What is HDL cholesterol?

Answer 53

Low plasma HDL is associated with increased risk of CVD. Mediates reverse cholesterol transport. Important source of anti-oxidants.

Question 54

What are the major components of HDL?

Answer 54

ApoA1, ApoE Reduces inflammation and thrombosis Promotes cholesterol efflux.

Question 55

What are the components of dysfunctional HDL?

Answer 55

ApoCIII, Lp-PLA2, SAA1. Reduced cholesterol efflux. Increased inflammation Increased thrombosis.

Question 56

What are modifiable risk factors for Coronary heart disease?

Answer 56

High plasma LDL cholesterol.
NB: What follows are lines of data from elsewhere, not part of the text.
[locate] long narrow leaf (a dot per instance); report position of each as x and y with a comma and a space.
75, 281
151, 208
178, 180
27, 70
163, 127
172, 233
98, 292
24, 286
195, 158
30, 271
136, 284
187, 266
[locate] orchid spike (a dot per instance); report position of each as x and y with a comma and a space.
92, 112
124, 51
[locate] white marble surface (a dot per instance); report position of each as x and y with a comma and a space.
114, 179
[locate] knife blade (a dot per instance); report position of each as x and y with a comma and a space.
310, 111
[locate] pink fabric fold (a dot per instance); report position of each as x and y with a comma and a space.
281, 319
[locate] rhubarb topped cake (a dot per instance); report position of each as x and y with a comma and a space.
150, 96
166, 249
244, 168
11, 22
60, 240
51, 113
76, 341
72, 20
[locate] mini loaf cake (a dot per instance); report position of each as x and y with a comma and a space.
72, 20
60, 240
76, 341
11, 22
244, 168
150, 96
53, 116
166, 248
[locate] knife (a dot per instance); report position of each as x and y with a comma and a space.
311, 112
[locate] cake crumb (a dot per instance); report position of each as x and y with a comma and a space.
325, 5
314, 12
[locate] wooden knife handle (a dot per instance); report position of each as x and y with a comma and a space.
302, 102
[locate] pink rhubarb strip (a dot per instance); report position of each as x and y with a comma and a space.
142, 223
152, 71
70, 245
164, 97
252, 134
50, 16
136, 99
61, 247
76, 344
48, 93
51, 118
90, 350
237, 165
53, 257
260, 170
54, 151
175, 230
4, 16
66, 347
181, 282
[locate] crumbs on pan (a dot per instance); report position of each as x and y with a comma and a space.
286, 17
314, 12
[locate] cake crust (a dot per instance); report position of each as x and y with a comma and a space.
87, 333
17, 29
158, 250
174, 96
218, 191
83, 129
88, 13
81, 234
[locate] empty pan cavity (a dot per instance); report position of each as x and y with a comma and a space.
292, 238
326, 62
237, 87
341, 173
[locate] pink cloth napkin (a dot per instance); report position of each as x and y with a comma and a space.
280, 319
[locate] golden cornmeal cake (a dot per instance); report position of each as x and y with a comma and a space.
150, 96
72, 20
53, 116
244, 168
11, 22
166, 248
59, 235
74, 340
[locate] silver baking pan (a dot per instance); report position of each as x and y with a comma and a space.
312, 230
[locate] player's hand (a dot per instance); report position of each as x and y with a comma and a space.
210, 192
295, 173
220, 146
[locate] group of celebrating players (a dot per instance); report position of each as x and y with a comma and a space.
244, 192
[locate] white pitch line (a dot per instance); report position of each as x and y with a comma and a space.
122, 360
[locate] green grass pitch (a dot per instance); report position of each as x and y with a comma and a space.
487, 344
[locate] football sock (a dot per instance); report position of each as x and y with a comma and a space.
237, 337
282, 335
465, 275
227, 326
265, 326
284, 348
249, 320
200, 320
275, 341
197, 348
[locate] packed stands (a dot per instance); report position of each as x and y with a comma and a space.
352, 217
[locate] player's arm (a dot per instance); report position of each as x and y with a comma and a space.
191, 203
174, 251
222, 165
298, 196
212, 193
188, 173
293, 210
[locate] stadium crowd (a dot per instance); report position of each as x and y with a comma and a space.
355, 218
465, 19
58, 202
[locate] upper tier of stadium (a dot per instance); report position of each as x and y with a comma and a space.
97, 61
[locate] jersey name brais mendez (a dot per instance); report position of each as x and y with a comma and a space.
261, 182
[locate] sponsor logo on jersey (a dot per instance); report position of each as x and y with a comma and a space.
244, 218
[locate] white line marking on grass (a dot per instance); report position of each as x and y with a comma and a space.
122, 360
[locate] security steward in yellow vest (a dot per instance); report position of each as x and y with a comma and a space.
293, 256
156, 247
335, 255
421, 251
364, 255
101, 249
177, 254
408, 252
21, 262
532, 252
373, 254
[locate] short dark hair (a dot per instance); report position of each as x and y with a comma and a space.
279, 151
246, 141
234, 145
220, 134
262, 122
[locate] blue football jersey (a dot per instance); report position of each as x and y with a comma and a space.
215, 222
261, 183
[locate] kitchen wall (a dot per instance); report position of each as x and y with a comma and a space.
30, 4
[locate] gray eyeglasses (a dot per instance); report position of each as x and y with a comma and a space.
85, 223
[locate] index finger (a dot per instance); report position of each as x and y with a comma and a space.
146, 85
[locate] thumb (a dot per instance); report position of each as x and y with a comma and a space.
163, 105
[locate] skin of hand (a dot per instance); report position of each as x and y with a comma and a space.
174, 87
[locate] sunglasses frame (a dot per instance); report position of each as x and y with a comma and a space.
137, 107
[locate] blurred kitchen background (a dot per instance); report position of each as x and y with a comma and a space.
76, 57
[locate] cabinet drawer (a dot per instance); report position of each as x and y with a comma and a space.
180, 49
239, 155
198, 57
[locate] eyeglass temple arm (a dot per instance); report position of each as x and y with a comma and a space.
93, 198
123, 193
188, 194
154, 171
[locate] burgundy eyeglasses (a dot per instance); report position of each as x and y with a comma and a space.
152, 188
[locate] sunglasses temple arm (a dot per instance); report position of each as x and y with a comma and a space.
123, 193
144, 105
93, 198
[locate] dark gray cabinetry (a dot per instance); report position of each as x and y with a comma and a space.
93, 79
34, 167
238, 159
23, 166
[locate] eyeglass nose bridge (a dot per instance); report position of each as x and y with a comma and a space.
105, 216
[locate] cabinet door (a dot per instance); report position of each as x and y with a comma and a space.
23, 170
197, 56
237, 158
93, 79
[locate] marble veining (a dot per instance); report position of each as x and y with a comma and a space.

Hypertension Physical inactivity/ obesity, BMI >30 Smoking Diabetes

Question 57

What are non-modifiable risk factors for CHD?

Answer 57

Personal history of CHD. Family history of CHD. Advanced age Gender

Question 58

What are genetic causes of high LDL levels?

Answer 58

Familial hypercholesterolaemia - Impaired LDLR, which causes cholesterol accumulation. Defective apoB - which circulates LDL. Increases risk of developing CVD

Question 59

What are genetic causes of low HDL?

Answer 59

Tangier disease - defective ABC1 transporter, which transports cholesterol from cells into HDL, esterified and exchanged for triglycerides. ApoA1 deficiency, major component for HDL Increases risk for CVD.

Question 60

What are genetic causes of lowered CVD risk?

Answer 60

Low LDL-C levels - PSCK9 loss of function PSCK9 is involved in recycling of LDLR, for cholesterol uptake.

Question 61

What is the LDL receptor?

Answer 61

When receptor binds LDL, receptor becomes internalised with the cargo. The endosome fuses with lysosome and breaks away the LDL and metabolises it into cholesterol. This cholesterol can then be used for endogenous synthesis pathways - cell membrane, hormones, bile acids. Receptor recycled back onto surface and re-expressed on plasma membrane.

Question 62

What is the defective LDLR in familial hypercholesterolaemia?

Answer 62

Proportion of outside of receptor is intact. But the intracellular portion doesn’t have a domain, the receptors fail to internalise LDL, which causes excessive accumulation of LDL in circulation.

Question 63

What are genetic variations contributing to CVD risk factors?

Answer 63

ApoE, causes high LDL. Low HDL levels, caused by Hepatic lipase, ApoA1, CETP, LPL. Coagulation deficiency, caused by fibrinogen B, PAI-1, factor VIII. High blood pressure, by angiotensin converting enzyme.